🤖 AI Summary
This work uncovers a deep connection between the internal operations of Transformer layers and the classical numerical algorithm known as the power method. By interpreting the projections in self-attention together with layer normalization as a single iteration of the power method, the authors theoretically demonstrate that token representations progressively align with the dominant eigenvector of the product of the value matrix and the output weight matrix during forward propagation. This study establishes the first rigorous analogy between Transformers and the power method, introducing a novel paradigm for steering model outputs by manipulating the direction of this dominant eigenvector.
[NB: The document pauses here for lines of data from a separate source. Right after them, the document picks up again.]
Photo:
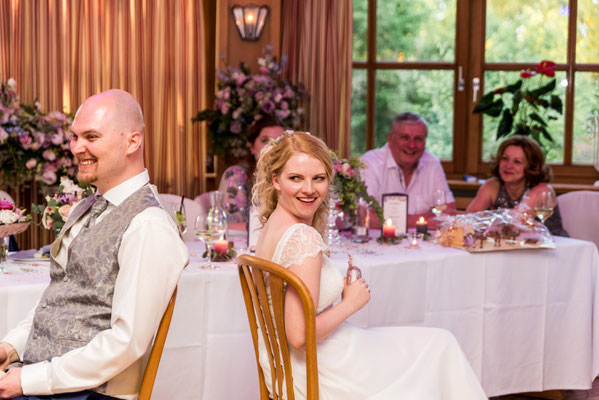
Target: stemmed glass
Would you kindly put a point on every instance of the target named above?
(439, 202)
(210, 228)
(543, 204)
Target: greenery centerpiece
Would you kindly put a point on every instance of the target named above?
(529, 104)
(58, 206)
(33, 144)
(348, 186)
(243, 97)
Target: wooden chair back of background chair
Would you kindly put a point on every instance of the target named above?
(256, 275)
(147, 382)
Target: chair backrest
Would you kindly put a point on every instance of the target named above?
(580, 214)
(192, 210)
(256, 275)
(147, 382)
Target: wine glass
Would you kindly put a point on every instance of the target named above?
(544, 203)
(439, 202)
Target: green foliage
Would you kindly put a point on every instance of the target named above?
(349, 186)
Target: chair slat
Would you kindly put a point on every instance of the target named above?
(253, 272)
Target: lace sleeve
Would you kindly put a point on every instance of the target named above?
(303, 242)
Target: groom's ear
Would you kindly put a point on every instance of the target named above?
(275, 182)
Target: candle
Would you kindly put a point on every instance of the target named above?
(388, 229)
(421, 226)
(221, 246)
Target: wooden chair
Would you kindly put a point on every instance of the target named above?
(253, 272)
(147, 382)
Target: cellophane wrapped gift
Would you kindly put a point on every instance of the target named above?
(491, 230)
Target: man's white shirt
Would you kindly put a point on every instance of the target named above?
(383, 175)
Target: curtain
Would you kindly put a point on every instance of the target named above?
(317, 40)
(63, 51)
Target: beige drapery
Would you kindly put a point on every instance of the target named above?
(317, 38)
(63, 51)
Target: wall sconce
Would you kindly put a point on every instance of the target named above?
(249, 20)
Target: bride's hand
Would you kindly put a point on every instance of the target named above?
(356, 293)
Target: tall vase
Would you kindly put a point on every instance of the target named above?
(331, 233)
(361, 221)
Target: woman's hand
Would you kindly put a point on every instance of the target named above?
(357, 294)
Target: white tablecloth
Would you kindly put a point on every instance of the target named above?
(526, 319)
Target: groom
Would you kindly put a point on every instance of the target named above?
(114, 267)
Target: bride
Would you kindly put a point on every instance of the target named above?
(291, 194)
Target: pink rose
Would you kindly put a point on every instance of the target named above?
(49, 155)
(49, 177)
(31, 163)
(6, 205)
(56, 139)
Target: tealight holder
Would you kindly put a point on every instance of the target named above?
(415, 240)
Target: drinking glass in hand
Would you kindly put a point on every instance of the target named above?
(439, 202)
(543, 205)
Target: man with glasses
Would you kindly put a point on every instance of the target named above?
(403, 165)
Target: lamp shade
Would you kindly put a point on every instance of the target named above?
(249, 20)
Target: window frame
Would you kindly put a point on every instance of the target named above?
(470, 57)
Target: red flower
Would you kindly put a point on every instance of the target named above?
(6, 205)
(546, 68)
(527, 73)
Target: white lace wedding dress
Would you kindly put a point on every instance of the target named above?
(380, 363)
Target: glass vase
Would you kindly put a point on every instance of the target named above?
(361, 221)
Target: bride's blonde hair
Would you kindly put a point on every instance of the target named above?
(271, 163)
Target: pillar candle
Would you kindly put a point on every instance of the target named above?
(421, 226)
(388, 229)
(221, 246)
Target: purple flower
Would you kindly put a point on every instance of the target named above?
(49, 155)
(268, 107)
(31, 163)
(224, 108)
(49, 177)
(57, 139)
(235, 127)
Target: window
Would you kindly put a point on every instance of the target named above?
(423, 56)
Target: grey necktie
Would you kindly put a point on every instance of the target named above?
(97, 209)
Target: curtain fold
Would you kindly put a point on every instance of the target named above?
(63, 51)
(317, 39)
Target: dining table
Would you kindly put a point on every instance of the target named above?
(526, 319)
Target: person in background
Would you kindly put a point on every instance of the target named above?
(113, 269)
(237, 180)
(519, 174)
(403, 165)
(291, 194)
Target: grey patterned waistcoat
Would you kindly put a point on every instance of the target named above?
(77, 304)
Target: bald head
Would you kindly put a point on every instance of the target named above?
(108, 139)
(118, 107)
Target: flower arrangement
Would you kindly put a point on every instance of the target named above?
(33, 144)
(348, 186)
(243, 98)
(10, 214)
(56, 211)
(532, 103)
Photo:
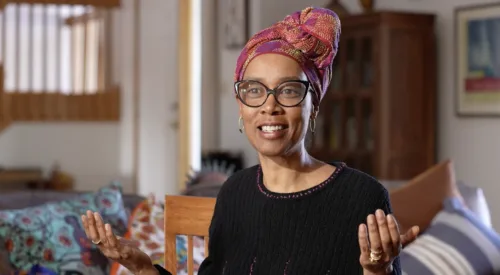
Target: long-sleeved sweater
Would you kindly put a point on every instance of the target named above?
(255, 231)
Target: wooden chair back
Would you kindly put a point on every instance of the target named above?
(188, 216)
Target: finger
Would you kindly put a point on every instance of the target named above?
(100, 228)
(111, 238)
(373, 234)
(394, 231)
(383, 229)
(410, 236)
(85, 226)
(364, 246)
(94, 236)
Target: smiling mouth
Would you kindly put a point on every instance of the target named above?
(272, 128)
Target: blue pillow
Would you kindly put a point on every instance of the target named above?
(456, 242)
(52, 235)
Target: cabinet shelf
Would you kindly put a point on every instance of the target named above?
(378, 115)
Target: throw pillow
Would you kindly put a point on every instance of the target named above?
(52, 235)
(457, 242)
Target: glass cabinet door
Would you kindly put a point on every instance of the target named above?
(346, 113)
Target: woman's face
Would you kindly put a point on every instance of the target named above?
(272, 129)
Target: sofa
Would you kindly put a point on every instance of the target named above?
(31, 241)
(456, 235)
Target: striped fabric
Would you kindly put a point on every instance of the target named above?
(456, 243)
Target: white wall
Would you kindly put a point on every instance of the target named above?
(471, 143)
(95, 153)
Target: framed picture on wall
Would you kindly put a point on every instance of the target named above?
(477, 60)
(235, 16)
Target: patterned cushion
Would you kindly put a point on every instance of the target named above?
(52, 235)
(457, 242)
(146, 227)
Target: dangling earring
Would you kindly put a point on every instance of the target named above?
(240, 124)
(312, 125)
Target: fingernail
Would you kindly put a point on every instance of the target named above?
(379, 213)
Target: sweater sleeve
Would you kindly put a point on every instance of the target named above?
(385, 204)
(211, 264)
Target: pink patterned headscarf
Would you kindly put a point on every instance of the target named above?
(309, 36)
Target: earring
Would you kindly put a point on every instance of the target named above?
(312, 125)
(240, 124)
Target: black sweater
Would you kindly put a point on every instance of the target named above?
(255, 231)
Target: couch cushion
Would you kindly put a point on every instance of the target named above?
(146, 227)
(457, 242)
(417, 202)
(474, 199)
(52, 235)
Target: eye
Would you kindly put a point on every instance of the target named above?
(292, 90)
(253, 91)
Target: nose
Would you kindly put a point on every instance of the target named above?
(271, 106)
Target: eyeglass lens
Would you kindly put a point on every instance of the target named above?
(254, 93)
Leveraging linear algebraic analysis and a shared-weight architecture, the work both analytically characterizes and empirically validates this alignment phenomenon, demonstrating the feasibility of targeted interventions to control model behavior.
📝 Abstract
In the paper we show that there is an analogy between the operations occurring in a layer of a transformer (projections and layer normalizations, disregarding the feedforward neural network) and a step in the power method. Coherently with this analogy, we show that passing through a layer the tokens tend to be tilted towards the principal eigenvector of a matrix which is the product of the output and value weight matrices of that layer. In the special case of a transformer with shared weights (i.e., in which all layers have identical weights) then the alignment with this principal eigenvector is particularly evident empirically, and can also be shown analytically. The analogy also suggests a method to steer the output of the transformer towards an arbitrary desired direction in token space.